Breast Cancer Chemoprevention Phase I Evaluation of Biomarker Modulation by Arzoxifene, a Third Generation Selective Estrogen Receptor Modulator

• Published in: Clinical cancer research Vol. 10; no. 16; pp. 5403 - 5417
• Main Authors: FABIAN, Carol J, KIMLER, Bruce F, GANZ, Patricia A, SAUTER, Edward R, BEENKEN, Samuel W, GRIZZLE, William E, FRUEHAUF, John P, ARNESON, Dora W, BACUS, James W, LAGIOS, Michael D, JOHNSON, Karen A, BROWNE, Doris, ANDERSON, Julie, TAWFIK, Ossama W, MAYO, Matthew S, BURAK, William E, O'SHAUGHNESSY, Joyce A, ALBAIN, Kathy S, HYAMS, David M, BUDD, G. Thomas
• Format: Journal Article
• Language: English
• Published: Philadelphia, PA American Association for Cancer Research 15.08.2004
• Subjects: Anticarcinogenic Agents - toxicity; Antineoplastic agents; Biological and medical sciences; Biopsy; Breast Neoplasms - prevention & control; Breast Neoplasms - surgery; Dose-Response Relationship, Drug; Estradiol - blood; Estrone - blood; Female; Hormones - blood; Humans; Medical sciences; Middle Aged; Patient Selection; Pharmacology.

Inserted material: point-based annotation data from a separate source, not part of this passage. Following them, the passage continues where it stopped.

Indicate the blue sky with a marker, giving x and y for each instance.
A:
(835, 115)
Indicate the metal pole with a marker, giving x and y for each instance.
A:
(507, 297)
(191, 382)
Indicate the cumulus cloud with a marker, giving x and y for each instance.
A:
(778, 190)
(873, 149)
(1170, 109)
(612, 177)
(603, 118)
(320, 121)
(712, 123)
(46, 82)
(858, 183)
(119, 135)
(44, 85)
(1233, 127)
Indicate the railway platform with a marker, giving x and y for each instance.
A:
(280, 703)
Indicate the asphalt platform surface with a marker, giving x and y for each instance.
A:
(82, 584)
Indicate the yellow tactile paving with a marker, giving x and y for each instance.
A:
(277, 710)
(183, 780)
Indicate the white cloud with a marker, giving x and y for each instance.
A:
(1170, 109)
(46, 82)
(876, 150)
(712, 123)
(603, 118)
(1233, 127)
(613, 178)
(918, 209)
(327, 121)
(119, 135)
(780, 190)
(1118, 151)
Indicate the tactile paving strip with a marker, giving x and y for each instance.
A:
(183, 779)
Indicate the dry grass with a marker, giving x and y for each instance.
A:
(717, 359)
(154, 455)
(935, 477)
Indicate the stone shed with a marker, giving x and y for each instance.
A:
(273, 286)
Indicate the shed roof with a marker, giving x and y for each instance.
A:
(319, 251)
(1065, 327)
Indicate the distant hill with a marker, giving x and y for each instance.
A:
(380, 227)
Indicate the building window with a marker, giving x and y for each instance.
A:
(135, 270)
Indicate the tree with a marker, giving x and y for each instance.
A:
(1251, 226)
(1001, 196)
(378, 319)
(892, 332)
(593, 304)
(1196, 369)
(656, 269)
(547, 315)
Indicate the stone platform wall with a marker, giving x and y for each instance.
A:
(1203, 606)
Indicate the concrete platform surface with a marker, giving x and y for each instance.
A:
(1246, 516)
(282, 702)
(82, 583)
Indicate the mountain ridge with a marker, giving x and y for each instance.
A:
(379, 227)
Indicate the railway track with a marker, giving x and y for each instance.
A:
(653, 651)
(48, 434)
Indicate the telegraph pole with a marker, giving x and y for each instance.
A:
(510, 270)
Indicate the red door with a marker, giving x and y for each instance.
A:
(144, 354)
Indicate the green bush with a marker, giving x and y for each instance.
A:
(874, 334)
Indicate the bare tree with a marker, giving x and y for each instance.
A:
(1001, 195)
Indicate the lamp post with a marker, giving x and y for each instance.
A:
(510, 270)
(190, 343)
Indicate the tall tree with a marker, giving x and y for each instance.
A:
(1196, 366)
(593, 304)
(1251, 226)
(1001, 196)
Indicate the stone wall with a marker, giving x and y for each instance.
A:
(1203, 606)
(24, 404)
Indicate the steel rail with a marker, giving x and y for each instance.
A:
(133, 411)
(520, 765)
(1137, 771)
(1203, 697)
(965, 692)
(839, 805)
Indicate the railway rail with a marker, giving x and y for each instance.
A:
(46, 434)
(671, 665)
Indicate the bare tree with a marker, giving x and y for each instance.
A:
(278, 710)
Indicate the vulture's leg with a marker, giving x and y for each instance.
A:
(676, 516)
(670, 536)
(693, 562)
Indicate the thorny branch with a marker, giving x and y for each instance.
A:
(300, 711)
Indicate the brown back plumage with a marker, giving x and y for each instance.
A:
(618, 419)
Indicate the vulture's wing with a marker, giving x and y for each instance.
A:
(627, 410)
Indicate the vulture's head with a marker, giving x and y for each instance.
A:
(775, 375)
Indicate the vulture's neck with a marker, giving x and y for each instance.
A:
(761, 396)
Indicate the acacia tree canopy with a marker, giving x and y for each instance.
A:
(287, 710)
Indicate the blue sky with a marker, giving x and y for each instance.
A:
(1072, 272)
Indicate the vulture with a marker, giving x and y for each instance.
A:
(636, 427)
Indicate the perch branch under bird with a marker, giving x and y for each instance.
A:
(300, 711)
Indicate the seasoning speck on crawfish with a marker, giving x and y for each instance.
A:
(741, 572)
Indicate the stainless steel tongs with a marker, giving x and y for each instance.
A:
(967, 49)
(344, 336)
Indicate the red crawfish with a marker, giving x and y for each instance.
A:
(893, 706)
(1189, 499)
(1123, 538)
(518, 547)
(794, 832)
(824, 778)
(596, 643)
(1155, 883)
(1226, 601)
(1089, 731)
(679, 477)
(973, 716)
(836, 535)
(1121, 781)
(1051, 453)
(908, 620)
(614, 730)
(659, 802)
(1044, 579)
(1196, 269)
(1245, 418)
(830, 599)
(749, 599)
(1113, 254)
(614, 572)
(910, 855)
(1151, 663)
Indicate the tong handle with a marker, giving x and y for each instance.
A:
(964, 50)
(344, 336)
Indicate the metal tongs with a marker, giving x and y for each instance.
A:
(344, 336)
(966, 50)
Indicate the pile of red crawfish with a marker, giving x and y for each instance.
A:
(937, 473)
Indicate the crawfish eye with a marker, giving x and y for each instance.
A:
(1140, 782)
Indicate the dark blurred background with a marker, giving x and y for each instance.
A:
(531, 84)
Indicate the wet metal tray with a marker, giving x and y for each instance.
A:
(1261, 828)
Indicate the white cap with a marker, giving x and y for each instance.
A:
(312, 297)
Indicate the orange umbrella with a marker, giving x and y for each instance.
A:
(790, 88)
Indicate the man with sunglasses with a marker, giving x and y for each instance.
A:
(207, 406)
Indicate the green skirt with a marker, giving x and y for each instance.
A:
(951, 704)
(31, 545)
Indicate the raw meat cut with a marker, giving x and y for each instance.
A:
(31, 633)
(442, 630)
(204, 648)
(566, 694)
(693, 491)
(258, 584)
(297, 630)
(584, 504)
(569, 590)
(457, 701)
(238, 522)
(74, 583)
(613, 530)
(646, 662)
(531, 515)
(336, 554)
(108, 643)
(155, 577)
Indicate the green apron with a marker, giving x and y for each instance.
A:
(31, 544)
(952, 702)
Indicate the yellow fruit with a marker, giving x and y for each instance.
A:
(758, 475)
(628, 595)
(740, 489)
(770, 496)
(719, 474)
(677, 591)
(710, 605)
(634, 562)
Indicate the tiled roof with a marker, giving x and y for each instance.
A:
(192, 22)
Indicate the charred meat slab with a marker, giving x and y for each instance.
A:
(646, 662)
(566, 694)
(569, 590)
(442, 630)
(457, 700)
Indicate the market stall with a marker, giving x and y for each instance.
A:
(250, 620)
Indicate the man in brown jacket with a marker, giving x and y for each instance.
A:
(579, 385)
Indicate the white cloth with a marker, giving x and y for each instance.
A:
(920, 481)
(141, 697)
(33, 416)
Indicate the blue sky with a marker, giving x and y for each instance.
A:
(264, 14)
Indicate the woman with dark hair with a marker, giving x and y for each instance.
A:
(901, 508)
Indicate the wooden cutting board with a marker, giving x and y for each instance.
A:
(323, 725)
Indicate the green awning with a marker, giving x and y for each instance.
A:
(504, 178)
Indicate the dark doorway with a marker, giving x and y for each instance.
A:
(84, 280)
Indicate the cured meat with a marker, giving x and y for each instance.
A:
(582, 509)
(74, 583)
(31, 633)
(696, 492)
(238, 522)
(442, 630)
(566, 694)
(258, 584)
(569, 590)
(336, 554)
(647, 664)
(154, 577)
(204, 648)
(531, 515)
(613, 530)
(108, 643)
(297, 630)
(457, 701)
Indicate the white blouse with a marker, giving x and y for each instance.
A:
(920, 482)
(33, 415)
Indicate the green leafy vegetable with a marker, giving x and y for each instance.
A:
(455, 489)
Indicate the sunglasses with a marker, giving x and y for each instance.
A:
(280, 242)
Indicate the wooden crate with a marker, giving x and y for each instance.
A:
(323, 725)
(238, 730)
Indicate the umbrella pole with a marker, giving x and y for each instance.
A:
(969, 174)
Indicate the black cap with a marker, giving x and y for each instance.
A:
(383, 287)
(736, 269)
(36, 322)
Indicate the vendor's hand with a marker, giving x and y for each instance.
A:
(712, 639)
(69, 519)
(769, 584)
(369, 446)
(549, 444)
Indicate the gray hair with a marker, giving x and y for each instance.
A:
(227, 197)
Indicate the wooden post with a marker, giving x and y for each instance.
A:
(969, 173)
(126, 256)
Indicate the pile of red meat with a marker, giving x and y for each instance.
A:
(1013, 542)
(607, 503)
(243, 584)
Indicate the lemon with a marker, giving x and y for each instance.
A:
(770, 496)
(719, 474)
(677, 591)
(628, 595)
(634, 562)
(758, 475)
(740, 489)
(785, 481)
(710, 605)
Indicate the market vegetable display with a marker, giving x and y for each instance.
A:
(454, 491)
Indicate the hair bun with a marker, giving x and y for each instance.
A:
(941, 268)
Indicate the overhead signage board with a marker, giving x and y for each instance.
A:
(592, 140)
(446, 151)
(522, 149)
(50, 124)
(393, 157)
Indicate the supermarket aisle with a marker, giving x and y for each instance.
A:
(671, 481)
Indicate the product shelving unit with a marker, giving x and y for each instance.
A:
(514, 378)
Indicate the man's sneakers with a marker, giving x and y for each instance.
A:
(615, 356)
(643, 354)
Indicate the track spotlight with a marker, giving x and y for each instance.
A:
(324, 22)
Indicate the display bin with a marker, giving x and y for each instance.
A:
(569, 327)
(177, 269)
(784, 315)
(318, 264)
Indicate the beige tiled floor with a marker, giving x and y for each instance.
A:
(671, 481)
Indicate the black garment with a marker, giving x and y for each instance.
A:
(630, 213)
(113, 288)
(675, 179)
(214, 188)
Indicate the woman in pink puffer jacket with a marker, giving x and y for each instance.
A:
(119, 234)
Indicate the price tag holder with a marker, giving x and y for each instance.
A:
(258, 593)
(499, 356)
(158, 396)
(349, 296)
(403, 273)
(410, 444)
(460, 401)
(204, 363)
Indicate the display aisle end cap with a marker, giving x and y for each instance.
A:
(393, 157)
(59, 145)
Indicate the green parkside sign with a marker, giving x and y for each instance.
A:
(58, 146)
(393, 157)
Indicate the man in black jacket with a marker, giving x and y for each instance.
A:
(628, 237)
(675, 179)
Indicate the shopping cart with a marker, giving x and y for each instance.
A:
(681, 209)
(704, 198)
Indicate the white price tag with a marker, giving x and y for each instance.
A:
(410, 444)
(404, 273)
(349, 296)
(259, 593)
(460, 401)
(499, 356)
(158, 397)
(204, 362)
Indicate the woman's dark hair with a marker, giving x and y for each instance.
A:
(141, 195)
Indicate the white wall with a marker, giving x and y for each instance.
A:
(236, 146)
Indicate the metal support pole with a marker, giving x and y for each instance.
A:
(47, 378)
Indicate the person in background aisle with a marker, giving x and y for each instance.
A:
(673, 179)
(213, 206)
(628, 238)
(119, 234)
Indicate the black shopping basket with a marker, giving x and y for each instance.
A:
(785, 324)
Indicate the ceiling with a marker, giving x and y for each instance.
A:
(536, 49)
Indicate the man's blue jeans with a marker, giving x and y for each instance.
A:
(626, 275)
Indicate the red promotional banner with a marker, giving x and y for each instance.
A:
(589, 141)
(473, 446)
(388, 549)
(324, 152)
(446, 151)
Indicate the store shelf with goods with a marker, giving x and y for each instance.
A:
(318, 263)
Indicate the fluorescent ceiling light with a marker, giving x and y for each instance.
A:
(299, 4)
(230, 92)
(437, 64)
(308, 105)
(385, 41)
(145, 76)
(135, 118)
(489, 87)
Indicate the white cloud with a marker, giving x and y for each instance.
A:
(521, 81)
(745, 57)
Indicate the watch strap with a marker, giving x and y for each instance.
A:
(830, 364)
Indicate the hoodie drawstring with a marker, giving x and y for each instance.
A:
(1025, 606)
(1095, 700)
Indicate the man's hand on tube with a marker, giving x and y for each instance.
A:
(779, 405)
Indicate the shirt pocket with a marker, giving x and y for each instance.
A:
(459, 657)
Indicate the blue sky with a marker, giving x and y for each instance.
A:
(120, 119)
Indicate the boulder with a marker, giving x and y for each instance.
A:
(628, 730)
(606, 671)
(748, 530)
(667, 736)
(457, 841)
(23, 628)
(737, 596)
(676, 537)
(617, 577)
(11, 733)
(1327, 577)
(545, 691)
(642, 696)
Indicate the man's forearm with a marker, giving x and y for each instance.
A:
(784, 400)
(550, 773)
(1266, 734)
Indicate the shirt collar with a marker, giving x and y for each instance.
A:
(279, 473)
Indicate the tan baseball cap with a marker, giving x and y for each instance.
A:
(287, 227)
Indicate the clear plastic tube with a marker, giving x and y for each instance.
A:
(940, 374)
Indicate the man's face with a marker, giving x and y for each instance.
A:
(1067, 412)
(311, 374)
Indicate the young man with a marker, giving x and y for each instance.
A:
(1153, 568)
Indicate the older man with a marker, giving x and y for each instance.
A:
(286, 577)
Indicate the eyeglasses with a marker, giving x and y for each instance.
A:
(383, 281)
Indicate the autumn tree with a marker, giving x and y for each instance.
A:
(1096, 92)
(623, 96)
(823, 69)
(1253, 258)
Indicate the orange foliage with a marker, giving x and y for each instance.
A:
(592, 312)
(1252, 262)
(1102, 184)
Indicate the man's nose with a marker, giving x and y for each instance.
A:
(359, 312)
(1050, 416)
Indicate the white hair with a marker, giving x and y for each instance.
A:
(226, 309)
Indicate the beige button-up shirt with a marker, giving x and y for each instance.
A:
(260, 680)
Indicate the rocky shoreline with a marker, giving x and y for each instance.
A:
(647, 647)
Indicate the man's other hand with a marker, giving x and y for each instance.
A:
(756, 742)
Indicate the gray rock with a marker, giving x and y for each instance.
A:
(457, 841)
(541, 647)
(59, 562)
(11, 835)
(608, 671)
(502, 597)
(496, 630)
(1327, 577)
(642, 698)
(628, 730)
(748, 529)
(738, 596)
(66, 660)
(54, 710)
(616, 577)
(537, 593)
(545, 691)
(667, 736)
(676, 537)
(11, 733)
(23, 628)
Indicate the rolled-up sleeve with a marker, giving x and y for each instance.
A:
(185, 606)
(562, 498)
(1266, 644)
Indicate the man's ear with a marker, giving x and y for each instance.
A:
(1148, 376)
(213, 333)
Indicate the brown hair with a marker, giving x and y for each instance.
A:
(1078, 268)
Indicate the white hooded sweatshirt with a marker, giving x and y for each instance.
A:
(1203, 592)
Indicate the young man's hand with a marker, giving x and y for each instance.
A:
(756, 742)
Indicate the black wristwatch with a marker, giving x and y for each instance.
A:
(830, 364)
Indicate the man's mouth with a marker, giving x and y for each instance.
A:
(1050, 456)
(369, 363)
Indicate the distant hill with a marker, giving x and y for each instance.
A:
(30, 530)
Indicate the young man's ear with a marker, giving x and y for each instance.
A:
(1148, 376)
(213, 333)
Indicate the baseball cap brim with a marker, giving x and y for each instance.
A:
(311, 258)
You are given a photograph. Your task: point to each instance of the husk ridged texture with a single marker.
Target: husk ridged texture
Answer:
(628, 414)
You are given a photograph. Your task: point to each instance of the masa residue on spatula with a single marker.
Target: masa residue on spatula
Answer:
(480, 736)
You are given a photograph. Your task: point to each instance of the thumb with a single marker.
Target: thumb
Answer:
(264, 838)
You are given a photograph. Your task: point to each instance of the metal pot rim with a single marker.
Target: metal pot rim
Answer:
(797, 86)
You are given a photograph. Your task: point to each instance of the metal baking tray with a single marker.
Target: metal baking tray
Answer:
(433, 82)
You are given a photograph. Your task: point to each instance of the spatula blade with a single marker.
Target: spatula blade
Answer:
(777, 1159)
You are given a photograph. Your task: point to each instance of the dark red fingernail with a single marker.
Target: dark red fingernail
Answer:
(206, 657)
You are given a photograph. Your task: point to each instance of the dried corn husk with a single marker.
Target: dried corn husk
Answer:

Drug treatments; Piperidines - toxicity; Postmenopause; Reoperation; Selective Estrogen Receptor Modulators - toxicity; Thiophenes - toxicity; Tumors; Mammary gland diseases; Arzoxifene; Selective estrogen receptor modulator; Modulation; Antiestrogen; Phase I trial; Biological marker; Breast cancer; Antihormone; Mammary gland; Malignant tumor; Anticarcinogen
• ISSN: 1078-0432; 1557-3265
• DOI: 10.1158/1078-0432.CCR-04-0171

Purpose: Arzoxifene, a new selective estrogen receptor modulator with strong breast antiestrogen activity and absence of uterine agonist activity, was explored as a potential chemoprevention agent. We performed a multi-institutional evaluation of arzoxifene in women with newly diagnosed ductal carcinoma in situ or T1/T2 invasive cancer. Experimental Design: In a Phase IA trial, 50 pre- or postmenopausal women were randomized to 10, 20, or 50 mg of arzoxifene daily in the interval between biopsy and re-excision or were enrolled as no-treatment controls. In a Phase IB trial, 76 postmenopausal women were randomized to 20 mg of arzoxifene versus matched placebo. Serum specimens collected at entry and at re-excision were assayed for various hormones and growth factors. Tissue from biopsies (estrogen receptor + and/or progesterone receptor +) and re-excision specimens was evaluated immunohistochemically for proliferation (Ki-67 by MIB-1 and proliferating cell nuclear antigen) and other biomarkers. Results: In both trials, increases in serum sex hormone binding globulin were noted, as were decreases in insulin-like growth factor (IGF)-I and the IGF-I:IGF binding protein-3 ratio ( P < 0.007 versus control/placebo). For 45 evaluable women in Phase IA, decreases in proliferation indices were more prevalent for arzoxifene (particularly 20 mg) than for controls. For 58 evaluable women in Phase IB, a decrease in estrogen receptor expression for arzoxifene was observed compared with no change with placebo ( P = 0.0068). However, decreases in proliferation indices for arzoxifene were not statistically different from placebo, perhaps due to a confounding effect of stopping hormone replacement therapy before entry. Conclusion: Given the favorable side effect profile and the biomarker modulations reported here, arzoxifene remains a reasonable candidate for additional study as a breast cancer chemoprevention agent.